X = StandardScaler().fit_transform(items)
fa = FactorAnalysis(n_components=3, rotation="varimax", random_state=42)
fa.fit(X)
loadings = fa.components_.T

communalities = np.sum(loadings**2, axis=1)
uniqueness = 1 - communalities

fig, ax = plt.subplots(figsize=(10, 4))
x = np.arange(12)
ax.bar(x, communalities, color="steelblue", label="Communality (shared variance)")
ax.bar(x, uniqueness, bottom=communalities, color="lightcoral", label="Uniqueness (item-specific)")
ax.set_xticks(x)
ax.set_xticklabels(names)
ax.axhline(0.4, color="black", linestyle="--", linewidth=1, label="Communality = 0.4 threshold")
ax.set_ylabel("Proportion of item variance")
ax.set_title("Communalities and uniqueness per survey item")
ax.legend()
plt.tight_layout()
plt.show()

- `communalities = np.sum(loadings**2, axis=1)` sums squared loadings across factors for each item — this is the standard communality formula.
- `uniqueness = 1 - communalities` is the proportion of variance not explained by any factor. `fa.noise_variance_` contains the model's own uniqueness estimates, which will closely match.
- Items with communality below 0.40 (dashed line) are weak indicators — they share little variance with the factors and might be candidates for removal from the survey.

### Conclusion

Factor analysis is the right tool when you have a theoretical expectation that observed variables reflect underlying constructs: intelligence, brand loyalty, clinical symptoms.
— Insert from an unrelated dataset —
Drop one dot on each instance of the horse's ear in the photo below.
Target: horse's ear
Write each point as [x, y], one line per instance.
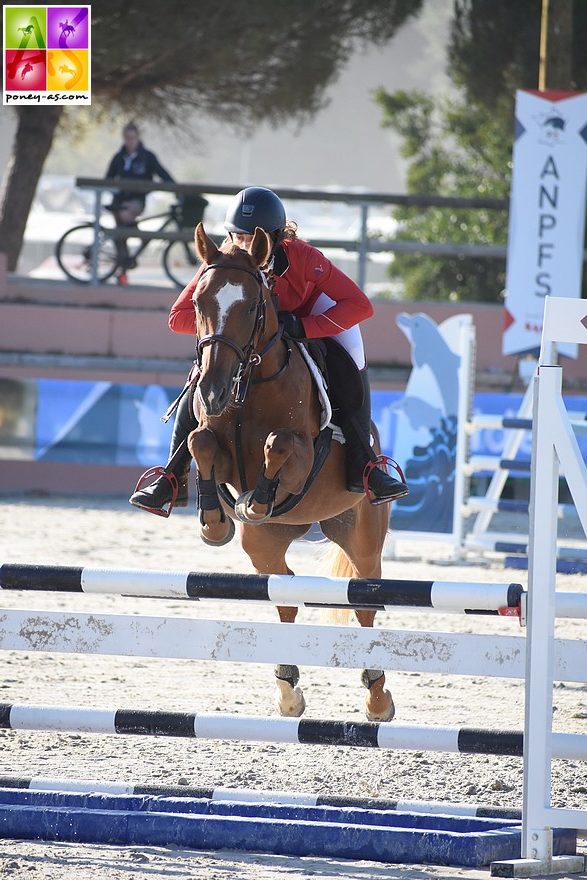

Varimax rotation makes the factor structure interpretable by concentrating each item's loading on one factor, and communalities tell you which items are worth keeping.

For variance-based dimensionality reduction without a latent-variable model, see [principal component analysis](/tutorials/principal-component-analysis). For regression with many correlated predictors, see [multiple linear regression with scikit-learn](/tutorials/multiple-linear-regression-sklearn).